Office manager Clara Burkhardt, a 25-year employee, fretted about making payroll - due today - for the nearly 400 workers at the restaurant and a related complex that includes a raw bar, retail and wholesale fish markets, a scallop-boat fleet, and other operations.

Owner Keith Laudeman's feelings were mixed: A fire in the 1960s, when he was about 6 and his father, Wallace, ran the business, was much worse, he recalled.

Yesterday's fire was traced to a defective exhaust fan in an upstairs storage area for linen and utensils, said Lt. Christopher Winter, the Lower Township Police Department's fire investigator.

An adjacent banquet hall, which seated 100, and the restaurant downstairs, with seating for 500, were damaged mainly by smoke and water from sprinklers.

The fire was reported just after 3 a.m. and put out by about 5:30 a.m., Winter said.
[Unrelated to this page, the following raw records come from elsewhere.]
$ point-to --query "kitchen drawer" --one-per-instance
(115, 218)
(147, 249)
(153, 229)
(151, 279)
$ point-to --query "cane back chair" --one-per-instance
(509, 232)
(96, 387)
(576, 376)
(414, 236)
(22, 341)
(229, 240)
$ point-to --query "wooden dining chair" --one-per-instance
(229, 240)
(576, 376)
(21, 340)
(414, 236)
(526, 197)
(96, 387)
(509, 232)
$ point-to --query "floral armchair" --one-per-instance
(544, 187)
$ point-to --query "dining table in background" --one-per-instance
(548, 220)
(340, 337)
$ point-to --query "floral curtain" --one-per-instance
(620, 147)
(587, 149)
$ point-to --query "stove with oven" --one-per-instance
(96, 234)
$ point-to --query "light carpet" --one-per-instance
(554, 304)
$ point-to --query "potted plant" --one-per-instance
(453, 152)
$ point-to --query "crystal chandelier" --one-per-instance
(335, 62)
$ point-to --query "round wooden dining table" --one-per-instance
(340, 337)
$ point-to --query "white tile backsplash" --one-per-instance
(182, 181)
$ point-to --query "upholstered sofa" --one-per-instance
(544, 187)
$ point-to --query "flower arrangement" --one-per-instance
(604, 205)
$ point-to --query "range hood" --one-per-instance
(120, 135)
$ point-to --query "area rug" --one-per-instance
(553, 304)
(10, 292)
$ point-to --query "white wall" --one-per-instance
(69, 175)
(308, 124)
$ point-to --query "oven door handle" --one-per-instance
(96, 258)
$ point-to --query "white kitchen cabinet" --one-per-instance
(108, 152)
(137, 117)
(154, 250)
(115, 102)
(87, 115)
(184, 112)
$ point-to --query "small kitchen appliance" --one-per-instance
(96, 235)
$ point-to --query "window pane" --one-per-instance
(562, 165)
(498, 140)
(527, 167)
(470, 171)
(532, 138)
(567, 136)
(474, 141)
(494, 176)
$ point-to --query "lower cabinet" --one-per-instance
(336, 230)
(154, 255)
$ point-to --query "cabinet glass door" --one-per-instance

About 50 firefighters from four companies fought the blaze, he said.

No one was injured.

The restaurant, set up in 1954, stemmed from a wholesale fish business started in 1922 by Laudeman's grandfather Jess.

Laudeman, 50, said it was too early to put a price tag on the damage, but added that the facility was "totally insured."
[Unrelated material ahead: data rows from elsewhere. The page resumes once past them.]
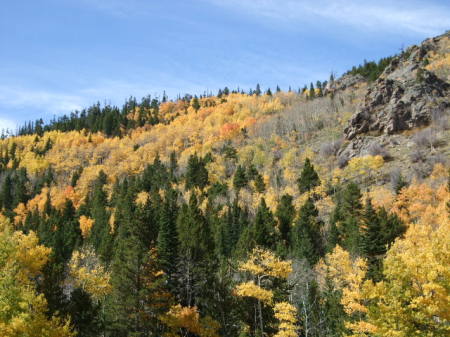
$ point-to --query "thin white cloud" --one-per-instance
(422, 18)
(52, 102)
(7, 124)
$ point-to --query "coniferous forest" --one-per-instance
(234, 214)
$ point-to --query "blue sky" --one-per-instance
(60, 55)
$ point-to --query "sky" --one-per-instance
(57, 56)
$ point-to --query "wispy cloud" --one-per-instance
(52, 102)
(7, 124)
(423, 17)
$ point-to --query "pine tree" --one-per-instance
(264, 227)
(240, 178)
(6, 197)
(308, 177)
(372, 240)
(285, 214)
(125, 302)
(307, 237)
(260, 186)
(195, 103)
(257, 90)
(197, 174)
(196, 263)
(167, 243)
(100, 237)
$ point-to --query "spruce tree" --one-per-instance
(285, 214)
(167, 243)
(264, 227)
(307, 236)
(372, 240)
(240, 178)
(308, 177)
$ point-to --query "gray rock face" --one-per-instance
(404, 97)
(344, 82)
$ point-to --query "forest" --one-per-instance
(228, 215)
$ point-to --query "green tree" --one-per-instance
(240, 178)
(307, 235)
(285, 214)
(264, 227)
(308, 177)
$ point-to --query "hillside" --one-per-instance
(318, 212)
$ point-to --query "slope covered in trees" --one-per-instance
(230, 215)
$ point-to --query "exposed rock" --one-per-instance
(404, 97)
(344, 82)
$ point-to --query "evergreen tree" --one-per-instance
(260, 186)
(240, 178)
(167, 243)
(372, 239)
(285, 214)
(307, 236)
(346, 218)
(197, 174)
(100, 237)
(257, 90)
(312, 92)
(125, 303)
(308, 177)
(264, 227)
(196, 251)
(195, 103)
(6, 197)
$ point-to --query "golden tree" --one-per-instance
(23, 311)
(262, 265)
He said that he expected it would be many weeks before the restaurant reopened, but that the fish market and raw bar would be open today.

By late afternoon, instead of the usual diners lining up outside, a crowd of curiosity seekers had gathered at the Lobster House, some taking pictures of the calamity.

Many were frequent customers.

"It's the kind of place that anyone from around here brings guests to whenever people are visiting," Jane Gummel of Wildwood Crest said.

Gummel, who said she had been going to the restaurant for 40 years, arrived when she heard of the fire. She brought a friend and a camera.